The mental health problems may include schizophrenia, depression, bipolar disorder or Personality Disorder. It is said that having a mental health diagnosis significantly increases our risk of misusing alcohol and drugs. Research carried out by the Royal College of Psychiatry (2002) found that people with a diagnosis of schizophrenia are more likely to misuse alcohol. They are also 6 times more likely to use street drugs (3). The following psychiatric problems are common in dual diagnosis: Depressive disorder such as depression and bipolar disorder; Anxiety disorders including generalised anxiety disorder or panic disorder; Obsessive Compulsive Disorder and phobias, not forgetting other psychiatric disorders such as schizophrenia and Personality Disorders.
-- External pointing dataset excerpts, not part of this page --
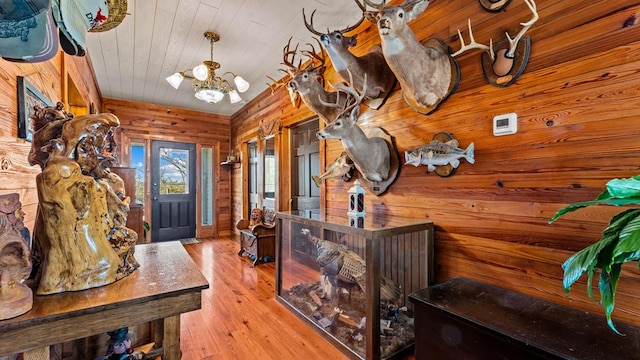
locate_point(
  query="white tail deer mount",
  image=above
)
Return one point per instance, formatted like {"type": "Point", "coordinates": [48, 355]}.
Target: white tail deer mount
{"type": "Point", "coordinates": [307, 83]}
{"type": "Point", "coordinates": [427, 74]}
{"type": "Point", "coordinates": [371, 155]}
{"type": "Point", "coordinates": [504, 65]}
{"type": "Point", "coordinates": [380, 78]}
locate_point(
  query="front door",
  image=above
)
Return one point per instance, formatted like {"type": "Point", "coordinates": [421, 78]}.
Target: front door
{"type": "Point", "coordinates": [173, 191]}
{"type": "Point", "coordinates": [305, 149]}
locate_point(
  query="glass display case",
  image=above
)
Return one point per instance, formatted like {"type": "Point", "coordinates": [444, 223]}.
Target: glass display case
{"type": "Point", "coordinates": [352, 283]}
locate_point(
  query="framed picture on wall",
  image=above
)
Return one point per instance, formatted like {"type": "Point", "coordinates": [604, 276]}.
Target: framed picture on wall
{"type": "Point", "coordinates": [28, 97]}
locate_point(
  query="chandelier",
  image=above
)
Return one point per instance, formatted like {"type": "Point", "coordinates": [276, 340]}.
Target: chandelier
{"type": "Point", "coordinates": [208, 86]}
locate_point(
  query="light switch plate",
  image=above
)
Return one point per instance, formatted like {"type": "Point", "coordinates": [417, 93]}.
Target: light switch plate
{"type": "Point", "coordinates": [505, 124]}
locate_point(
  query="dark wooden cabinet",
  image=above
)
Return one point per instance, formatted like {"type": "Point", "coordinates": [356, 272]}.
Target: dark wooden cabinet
{"type": "Point", "coordinates": [467, 319]}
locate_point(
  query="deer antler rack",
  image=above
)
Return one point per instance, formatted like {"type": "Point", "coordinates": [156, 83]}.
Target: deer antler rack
{"type": "Point", "coordinates": [310, 27]}
{"type": "Point", "coordinates": [473, 44]}
{"type": "Point", "coordinates": [513, 43]}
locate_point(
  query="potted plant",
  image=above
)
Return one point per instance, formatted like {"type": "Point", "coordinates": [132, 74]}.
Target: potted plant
{"type": "Point", "coordinates": [620, 243]}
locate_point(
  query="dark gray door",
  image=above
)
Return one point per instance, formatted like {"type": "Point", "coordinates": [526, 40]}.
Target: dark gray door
{"type": "Point", "coordinates": [305, 163]}
{"type": "Point", "coordinates": [173, 190]}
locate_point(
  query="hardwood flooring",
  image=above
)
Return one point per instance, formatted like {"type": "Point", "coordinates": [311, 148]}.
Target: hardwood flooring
{"type": "Point", "coordinates": [240, 317]}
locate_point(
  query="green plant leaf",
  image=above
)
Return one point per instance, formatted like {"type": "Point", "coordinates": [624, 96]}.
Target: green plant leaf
{"type": "Point", "coordinates": [604, 201]}
{"type": "Point", "coordinates": [580, 262]}
{"type": "Point", "coordinates": [620, 220]}
{"type": "Point", "coordinates": [624, 188]}
{"type": "Point", "coordinates": [608, 284]}
{"type": "Point", "coordinates": [629, 243]}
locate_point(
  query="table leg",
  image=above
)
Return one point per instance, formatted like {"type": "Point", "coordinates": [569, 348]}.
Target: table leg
{"type": "Point", "coordinates": [171, 341]}
{"type": "Point", "coordinates": [37, 354]}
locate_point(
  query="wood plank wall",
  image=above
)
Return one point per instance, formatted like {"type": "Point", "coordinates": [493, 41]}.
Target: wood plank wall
{"type": "Point", "coordinates": [578, 103]}
{"type": "Point", "coordinates": [143, 122]}
{"type": "Point", "coordinates": [52, 79]}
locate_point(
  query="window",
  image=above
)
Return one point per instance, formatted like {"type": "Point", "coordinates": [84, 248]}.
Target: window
{"type": "Point", "coordinates": [174, 171]}
{"type": "Point", "coordinates": [207, 186]}
{"type": "Point", "coordinates": [137, 161]}
{"type": "Point", "coordinates": [269, 170]}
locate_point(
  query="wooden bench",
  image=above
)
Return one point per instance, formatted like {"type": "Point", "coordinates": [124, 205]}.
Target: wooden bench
{"type": "Point", "coordinates": [258, 241]}
{"type": "Point", "coordinates": [467, 319]}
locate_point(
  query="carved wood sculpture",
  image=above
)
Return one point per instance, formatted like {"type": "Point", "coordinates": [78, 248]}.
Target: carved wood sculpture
{"type": "Point", "coordinates": [374, 154]}
{"type": "Point", "coordinates": [503, 66]}
{"type": "Point", "coordinates": [80, 237]}
{"type": "Point", "coordinates": [16, 298]}
{"type": "Point", "coordinates": [427, 74]}
{"type": "Point", "coordinates": [380, 78]}
{"type": "Point", "coordinates": [307, 82]}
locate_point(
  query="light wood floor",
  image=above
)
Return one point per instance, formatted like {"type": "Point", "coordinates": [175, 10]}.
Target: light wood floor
{"type": "Point", "coordinates": [240, 318]}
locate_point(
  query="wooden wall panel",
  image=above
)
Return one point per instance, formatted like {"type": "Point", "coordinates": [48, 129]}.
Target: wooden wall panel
{"type": "Point", "coordinates": [578, 102]}
{"type": "Point", "coordinates": [144, 122]}
{"type": "Point", "coordinates": [49, 78]}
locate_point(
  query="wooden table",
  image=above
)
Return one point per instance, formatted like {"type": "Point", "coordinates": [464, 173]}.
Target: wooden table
{"type": "Point", "coordinates": [167, 284]}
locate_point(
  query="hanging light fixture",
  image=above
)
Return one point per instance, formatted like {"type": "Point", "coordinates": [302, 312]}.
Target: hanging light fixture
{"type": "Point", "coordinates": [208, 86]}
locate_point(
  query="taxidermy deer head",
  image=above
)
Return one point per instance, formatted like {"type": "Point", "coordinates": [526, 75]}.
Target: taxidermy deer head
{"type": "Point", "coordinates": [508, 62]}
{"type": "Point", "coordinates": [380, 78]}
{"type": "Point", "coordinates": [424, 71]}
{"type": "Point", "coordinates": [307, 82]}
{"type": "Point", "coordinates": [370, 155]}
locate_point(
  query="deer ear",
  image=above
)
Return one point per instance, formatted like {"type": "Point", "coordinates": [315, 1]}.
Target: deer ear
{"type": "Point", "coordinates": [320, 70]}
{"type": "Point", "coordinates": [416, 10]}
{"type": "Point", "coordinates": [355, 112]}
{"type": "Point", "coordinates": [353, 40]}
{"type": "Point", "coordinates": [371, 16]}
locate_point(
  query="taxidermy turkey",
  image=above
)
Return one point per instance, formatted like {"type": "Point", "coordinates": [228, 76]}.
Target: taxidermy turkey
{"type": "Point", "coordinates": [345, 268]}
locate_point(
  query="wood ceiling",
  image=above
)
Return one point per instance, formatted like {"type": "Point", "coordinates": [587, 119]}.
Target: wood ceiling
{"type": "Point", "coordinates": [160, 37]}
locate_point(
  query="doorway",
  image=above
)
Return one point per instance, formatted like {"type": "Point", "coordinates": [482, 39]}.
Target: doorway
{"type": "Point", "coordinates": [305, 162]}
{"type": "Point", "coordinates": [173, 191]}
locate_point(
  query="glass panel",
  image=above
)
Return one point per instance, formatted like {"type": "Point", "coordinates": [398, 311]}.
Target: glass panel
{"type": "Point", "coordinates": [137, 161]}
{"type": "Point", "coordinates": [269, 170]}
{"type": "Point", "coordinates": [207, 185]}
{"type": "Point", "coordinates": [174, 171]}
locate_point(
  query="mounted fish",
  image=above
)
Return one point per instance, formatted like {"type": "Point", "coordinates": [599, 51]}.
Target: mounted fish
{"type": "Point", "coordinates": [342, 167]}
{"type": "Point", "coordinates": [380, 78]}
{"type": "Point", "coordinates": [426, 72]}
{"type": "Point", "coordinates": [442, 155]}
{"type": "Point", "coordinates": [306, 82]}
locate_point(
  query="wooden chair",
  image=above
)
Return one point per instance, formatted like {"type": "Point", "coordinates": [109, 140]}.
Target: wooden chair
{"type": "Point", "coordinates": [258, 236]}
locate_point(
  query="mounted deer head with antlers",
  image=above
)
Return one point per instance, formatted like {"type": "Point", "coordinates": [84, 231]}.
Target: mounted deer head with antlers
{"type": "Point", "coordinates": [504, 66]}
{"type": "Point", "coordinates": [370, 155]}
{"type": "Point", "coordinates": [426, 73]}
{"type": "Point", "coordinates": [307, 82]}
{"type": "Point", "coordinates": [372, 65]}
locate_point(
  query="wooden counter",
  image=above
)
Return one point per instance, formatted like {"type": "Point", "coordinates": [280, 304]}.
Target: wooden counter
{"type": "Point", "coordinates": [398, 249]}
{"type": "Point", "coordinates": [167, 284]}
{"type": "Point", "coordinates": [466, 319]}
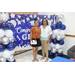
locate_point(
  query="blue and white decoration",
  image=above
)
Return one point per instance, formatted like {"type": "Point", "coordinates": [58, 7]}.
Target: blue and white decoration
{"type": "Point", "coordinates": [7, 46]}
{"type": "Point", "coordinates": [58, 36]}
{"type": "Point", "coordinates": [22, 26]}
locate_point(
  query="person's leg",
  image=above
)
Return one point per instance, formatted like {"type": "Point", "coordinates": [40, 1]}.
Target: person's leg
{"type": "Point", "coordinates": [70, 52]}
{"type": "Point", "coordinates": [34, 53]}
{"type": "Point", "coordinates": [43, 53]}
{"type": "Point", "coordinates": [46, 50]}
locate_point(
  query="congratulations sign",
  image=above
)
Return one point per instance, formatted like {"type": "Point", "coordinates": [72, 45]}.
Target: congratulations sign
{"type": "Point", "coordinates": [22, 26]}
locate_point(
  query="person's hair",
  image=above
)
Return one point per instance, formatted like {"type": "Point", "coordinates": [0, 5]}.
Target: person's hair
{"type": "Point", "coordinates": [46, 21]}
{"type": "Point", "coordinates": [35, 20]}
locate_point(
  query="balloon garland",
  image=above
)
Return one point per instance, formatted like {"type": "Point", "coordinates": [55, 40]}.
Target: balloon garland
{"type": "Point", "coordinates": [7, 47]}
{"type": "Point", "coordinates": [58, 36]}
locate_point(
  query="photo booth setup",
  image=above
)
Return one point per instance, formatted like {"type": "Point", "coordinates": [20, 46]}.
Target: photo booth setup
{"type": "Point", "coordinates": [15, 34]}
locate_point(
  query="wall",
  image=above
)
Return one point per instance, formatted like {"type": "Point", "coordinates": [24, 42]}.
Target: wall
{"type": "Point", "coordinates": [69, 18]}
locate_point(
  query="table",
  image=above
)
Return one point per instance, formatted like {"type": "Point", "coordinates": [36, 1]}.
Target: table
{"type": "Point", "coordinates": [61, 59]}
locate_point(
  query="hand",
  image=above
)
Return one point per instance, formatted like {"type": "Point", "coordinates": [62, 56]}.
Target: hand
{"type": "Point", "coordinates": [47, 41]}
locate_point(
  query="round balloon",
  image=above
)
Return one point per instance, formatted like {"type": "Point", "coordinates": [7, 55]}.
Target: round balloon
{"type": "Point", "coordinates": [52, 45]}
{"type": "Point", "coordinates": [54, 27]}
{"type": "Point", "coordinates": [58, 37]}
{"type": "Point", "coordinates": [61, 42]}
{"type": "Point", "coordinates": [63, 36]}
{"type": "Point", "coordinates": [57, 46]}
{"type": "Point", "coordinates": [63, 27]}
{"type": "Point", "coordinates": [10, 26]}
{"type": "Point", "coordinates": [56, 32]}
{"type": "Point", "coordinates": [4, 26]}
{"type": "Point", "coordinates": [11, 39]}
{"type": "Point", "coordinates": [53, 36]}
{"type": "Point", "coordinates": [53, 50]}
{"type": "Point", "coordinates": [4, 16]}
{"type": "Point", "coordinates": [5, 40]}
{"type": "Point", "coordinates": [10, 46]}
{"type": "Point", "coordinates": [6, 54]}
{"type": "Point", "coordinates": [2, 48]}
{"type": "Point", "coordinates": [61, 32]}
{"type": "Point", "coordinates": [9, 33]}
{"type": "Point", "coordinates": [60, 51]}
{"type": "Point", "coordinates": [55, 41]}
{"type": "Point", "coordinates": [56, 54]}
{"type": "Point", "coordinates": [50, 53]}
{"type": "Point", "coordinates": [2, 59]}
{"type": "Point", "coordinates": [2, 33]}
{"type": "Point", "coordinates": [59, 24]}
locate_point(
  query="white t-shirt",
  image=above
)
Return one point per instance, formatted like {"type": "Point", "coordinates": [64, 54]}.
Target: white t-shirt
{"type": "Point", "coordinates": [45, 32]}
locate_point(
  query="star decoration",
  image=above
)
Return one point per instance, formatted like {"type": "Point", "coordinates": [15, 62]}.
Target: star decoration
{"type": "Point", "coordinates": [12, 15]}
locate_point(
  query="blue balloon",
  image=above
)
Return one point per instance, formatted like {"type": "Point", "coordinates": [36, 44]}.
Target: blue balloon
{"type": "Point", "coordinates": [55, 41]}
{"type": "Point", "coordinates": [11, 46]}
{"type": "Point", "coordinates": [10, 26]}
{"type": "Point", "coordinates": [53, 27]}
{"type": "Point", "coordinates": [63, 27]}
{"type": "Point", "coordinates": [2, 48]}
{"type": "Point", "coordinates": [56, 54]}
{"type": "Point", "coordinates": [4, 26]}
{"type": "Point", "coordinates": [59, 24]}
{"type": "Point", "coordinates": [0, 25]}
{"type": "Point", "coordinates": [50, 53]}
{"type": "Point", "coordinates": [61, 42]}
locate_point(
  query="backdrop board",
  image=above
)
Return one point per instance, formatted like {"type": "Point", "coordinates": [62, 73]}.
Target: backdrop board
{"type": "Point", "coordinates": [22, 26]}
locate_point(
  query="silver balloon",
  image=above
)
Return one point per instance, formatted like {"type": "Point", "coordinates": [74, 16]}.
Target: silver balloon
{"type": "Point", "coordinates": [53, 36]}
{"type": "Point", "coordinates": [60, 51]}
{"type": "Point", "coordinates": [5, 40]}
{"type": "Point", "coordinates": [58, 37]}
{"type": "Point", "coordinates": [11, 39]}
{"type": "Point", "coordinates": [2, 59]}
{"type": "Point", "coordinates": [53, 50]}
It is said that whereas the use of legal drugs like caffeine, nicotine, or alcohol is socially acceptable in some situations, encouraged, for some, their misuse (i.e. use that is problematic or which leads to harmful behaviour), can yes, also act as a contributory factor to the development of a mental illness.

THE WAY FORWARD

Like in most illnesses, delays in early detection, treatment and support for the patient can cause distress, increase the risk of relapse and can be harmful for the individual and their friends; family and carers. Early treatment has been shown to improve the long-term course of psychosis. If left untreated, the impact of an individual’s life including their relationships, studies and employment may be greatly disrupted, especially, at the critical stages of a young person’s life, adolescence and young adulthood when they are making plans for their carer and future. Ability to treat psychosis early greatly increases the person’s odds of being able to enjoy a healthy and productive future.

CONCLUSION

With the Mental Health Act 846 of 2012; which calls for better integration of mental health into the Ghanaian National Health Services, Ghana- is being credited for making substantial advancement in mental healthcare. I report however, that the prevalence as the gates of mental home in Asylum Down, Accra, illustrates, is a broken safety- net, lacking in a minimum decent standard of dignity.